Я хотел было отказаться, посмотрел на неё, и как-то невольно принял из рук её предлагаемый стакан. Благодаря, я взглянул ей прямо в лицо. Это была смуглянка лет восемналцати. Большие глаза её были очень хороши. Лицо её можно было назвать типом красоты малороссийских крестьянок.

Чёрные брови были несколько надвинуты над блестящими, чёрными же глазами, что придавало лицу её вид легкой задумчивости, мысли. Чёрные с блеском, густые волосы переплетены с красной лентой в мелкой «дребушке» и два раза обвивались вокруг довольно большой головы. В маленьких ушках горели золотые серьги с красными подвесками.

Фигура и прекрасный рост её могли служить образцом девического развития. Она одета была в чёрный, из шерстяной материи, с красными цветочками, корсет, из-под открытого выката, или лифа, которого виднелась затейливая мережка — узор на сорочке из простого, но тонкого и белого полотна. Корсет этот был без рукавов; зато рукава сорочки, завернутые почти до локтей, спадали на полные руки смуглянки как-то так, что густыми своими складками скрывали их полноту и загар. Для довершения типа полтавки ей не доставало только простонародной речи.

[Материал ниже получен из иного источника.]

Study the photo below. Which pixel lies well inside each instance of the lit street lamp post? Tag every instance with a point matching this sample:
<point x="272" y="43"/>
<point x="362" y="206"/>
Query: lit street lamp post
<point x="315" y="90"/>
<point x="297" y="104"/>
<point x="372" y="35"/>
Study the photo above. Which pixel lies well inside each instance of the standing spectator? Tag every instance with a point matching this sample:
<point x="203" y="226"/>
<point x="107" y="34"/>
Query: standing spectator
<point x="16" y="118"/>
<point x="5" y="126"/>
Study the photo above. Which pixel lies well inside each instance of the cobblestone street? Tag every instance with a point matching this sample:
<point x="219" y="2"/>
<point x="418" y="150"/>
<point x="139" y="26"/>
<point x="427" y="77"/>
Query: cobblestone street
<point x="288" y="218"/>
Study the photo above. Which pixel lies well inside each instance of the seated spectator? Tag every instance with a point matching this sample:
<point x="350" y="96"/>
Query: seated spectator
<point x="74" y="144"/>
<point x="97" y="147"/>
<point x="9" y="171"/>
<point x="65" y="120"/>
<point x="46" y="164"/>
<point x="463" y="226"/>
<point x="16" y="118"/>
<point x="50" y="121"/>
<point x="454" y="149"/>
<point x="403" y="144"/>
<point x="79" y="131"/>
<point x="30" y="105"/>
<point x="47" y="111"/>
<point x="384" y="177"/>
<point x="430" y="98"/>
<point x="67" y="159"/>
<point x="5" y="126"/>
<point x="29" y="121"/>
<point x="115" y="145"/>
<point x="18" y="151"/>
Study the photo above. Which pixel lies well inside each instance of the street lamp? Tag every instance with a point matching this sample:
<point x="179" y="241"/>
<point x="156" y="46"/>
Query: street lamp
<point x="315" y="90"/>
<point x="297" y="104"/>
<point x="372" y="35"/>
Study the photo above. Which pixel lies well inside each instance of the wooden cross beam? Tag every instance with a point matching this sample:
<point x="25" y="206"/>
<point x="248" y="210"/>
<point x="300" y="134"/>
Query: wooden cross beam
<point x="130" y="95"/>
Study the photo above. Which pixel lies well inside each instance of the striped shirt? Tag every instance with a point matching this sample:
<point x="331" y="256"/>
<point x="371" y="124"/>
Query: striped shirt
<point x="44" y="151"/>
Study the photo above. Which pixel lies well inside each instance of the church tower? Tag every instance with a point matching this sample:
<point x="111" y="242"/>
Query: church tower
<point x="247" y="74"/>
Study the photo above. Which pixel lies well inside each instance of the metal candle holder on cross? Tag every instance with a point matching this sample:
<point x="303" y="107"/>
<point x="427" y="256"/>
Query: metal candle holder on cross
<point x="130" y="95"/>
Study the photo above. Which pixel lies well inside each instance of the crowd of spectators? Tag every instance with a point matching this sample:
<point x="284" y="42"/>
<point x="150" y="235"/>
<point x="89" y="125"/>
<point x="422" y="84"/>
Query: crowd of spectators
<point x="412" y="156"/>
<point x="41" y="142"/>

— Вот и Катерина Васильевна идёт, а я ей еще и чаю не налила, — сказала она и поспешно принялась за стаканы и чашки.
— А я бубличков забыла подать, — сказала другая и, положив книгу на стол, убежала в низенький домик. Вслед за ней побежали две маленькие собачки.

Через минуту к нам подошла дама в сопровождении почтового смотрителя и девушки, нёсшей сзади их необходимые при купаньях вещи.

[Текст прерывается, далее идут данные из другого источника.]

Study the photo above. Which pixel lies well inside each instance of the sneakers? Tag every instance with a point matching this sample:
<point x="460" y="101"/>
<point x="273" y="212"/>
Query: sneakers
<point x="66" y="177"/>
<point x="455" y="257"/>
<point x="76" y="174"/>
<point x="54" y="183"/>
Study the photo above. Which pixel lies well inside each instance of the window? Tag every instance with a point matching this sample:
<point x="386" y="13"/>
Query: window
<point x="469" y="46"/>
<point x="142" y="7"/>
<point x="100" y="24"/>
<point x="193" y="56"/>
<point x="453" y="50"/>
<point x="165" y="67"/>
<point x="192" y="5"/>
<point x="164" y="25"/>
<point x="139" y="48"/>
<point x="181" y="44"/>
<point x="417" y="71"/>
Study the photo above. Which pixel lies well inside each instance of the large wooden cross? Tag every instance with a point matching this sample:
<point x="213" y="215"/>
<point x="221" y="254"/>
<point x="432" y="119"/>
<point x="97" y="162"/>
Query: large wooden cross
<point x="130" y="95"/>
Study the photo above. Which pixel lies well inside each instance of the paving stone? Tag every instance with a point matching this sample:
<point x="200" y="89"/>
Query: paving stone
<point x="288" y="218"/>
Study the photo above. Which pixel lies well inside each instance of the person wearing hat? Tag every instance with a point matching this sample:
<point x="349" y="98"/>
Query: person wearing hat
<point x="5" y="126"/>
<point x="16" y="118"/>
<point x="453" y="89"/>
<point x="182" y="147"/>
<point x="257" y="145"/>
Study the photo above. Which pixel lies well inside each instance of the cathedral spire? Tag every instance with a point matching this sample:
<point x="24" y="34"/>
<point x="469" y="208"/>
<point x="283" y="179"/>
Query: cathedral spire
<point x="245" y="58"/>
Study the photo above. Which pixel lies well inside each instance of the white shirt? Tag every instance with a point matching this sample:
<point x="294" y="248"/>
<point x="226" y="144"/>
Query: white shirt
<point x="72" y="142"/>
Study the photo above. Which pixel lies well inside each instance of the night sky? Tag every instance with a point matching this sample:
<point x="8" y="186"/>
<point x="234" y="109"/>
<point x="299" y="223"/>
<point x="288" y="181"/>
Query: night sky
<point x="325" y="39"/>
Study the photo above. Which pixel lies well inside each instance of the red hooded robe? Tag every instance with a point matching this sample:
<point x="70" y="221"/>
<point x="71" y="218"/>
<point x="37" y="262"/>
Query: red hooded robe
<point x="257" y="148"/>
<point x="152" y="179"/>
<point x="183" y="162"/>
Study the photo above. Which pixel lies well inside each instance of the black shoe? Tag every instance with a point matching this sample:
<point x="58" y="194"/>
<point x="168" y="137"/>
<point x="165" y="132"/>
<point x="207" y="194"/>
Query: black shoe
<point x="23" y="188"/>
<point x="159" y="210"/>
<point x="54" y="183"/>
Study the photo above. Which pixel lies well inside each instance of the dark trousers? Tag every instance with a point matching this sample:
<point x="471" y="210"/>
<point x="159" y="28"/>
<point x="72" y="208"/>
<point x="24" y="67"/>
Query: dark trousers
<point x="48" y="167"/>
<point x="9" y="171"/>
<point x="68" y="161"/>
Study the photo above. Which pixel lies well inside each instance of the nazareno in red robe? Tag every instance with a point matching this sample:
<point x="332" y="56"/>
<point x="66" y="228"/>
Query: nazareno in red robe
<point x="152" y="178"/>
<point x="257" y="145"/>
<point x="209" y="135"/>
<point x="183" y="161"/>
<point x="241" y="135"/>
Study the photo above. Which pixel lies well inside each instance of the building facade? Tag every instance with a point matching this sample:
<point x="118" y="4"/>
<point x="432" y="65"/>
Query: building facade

— Дама эта была та самая больная, о которой говорил мне смотритель… Она была уже пожилых лет, хотя далеко не старуха.
При её приближении я встал и поклонился.

— Извините, что я удивляю Вас, быть может, неприятным костюмом своим и видом, — сказала мне дама, — я человек больной. Но мне приятно видеть Вас у себя.Сделайте одолжение, садитесь.

После обычных извинений с моей стороны все мы сели. За чаем обоюдные расспросы наши о том — о сём скоро сменились разговором о болезни больной.

Между тем, солнце скрывалось за облако, черной стеной обложившее запад.

Ветер, стихая, переменял своё направление. Вместо го-восточного, который дул весь день, пахнул тёплый, даже почти горячий южный, изредка освежаемый вставшим с озёр туманом. Морские волны заметно улеглись. Шум их отдавался глухим и далёким гулом. По озерам Сиваша покатились белые клубы вечернего тумана, постепенно скрывавшего и даль и небо. Слышны были крик птиц, людской говор и изредка — стук и скрип возов, проезжавших по дороге. Духота южного ветра и не совсем приятный запах испарений усиливались с каждой минутой.

— Отчего же Вам приключился такой сильный недуг? — спросил я больную, не опасаясь, судя по тону нашего разговора, предложить ей этот вопрос.

— Он приключился мне просто от несчастного случая, — отвечала она, ставя ноги на коврик, подостланный горничной. Имение моё, как я Вам уже сказала /?/, находится в одном из уездов Ек. Губернии. Третьего года, весною, помнится, — как раз 7 апреля, мужа моего не было дома. Он ездил в город А по делам, а я собралась ехать вот за ней (при этом Катерина Васильевна указала на девушку, читавшую книгу). Лёля все праздники тогда прогостила у добрых наших соседей Б. Мы её перед той зимой, видите, только что привезли из Одессы; она воспитывалась в тамошнем институте.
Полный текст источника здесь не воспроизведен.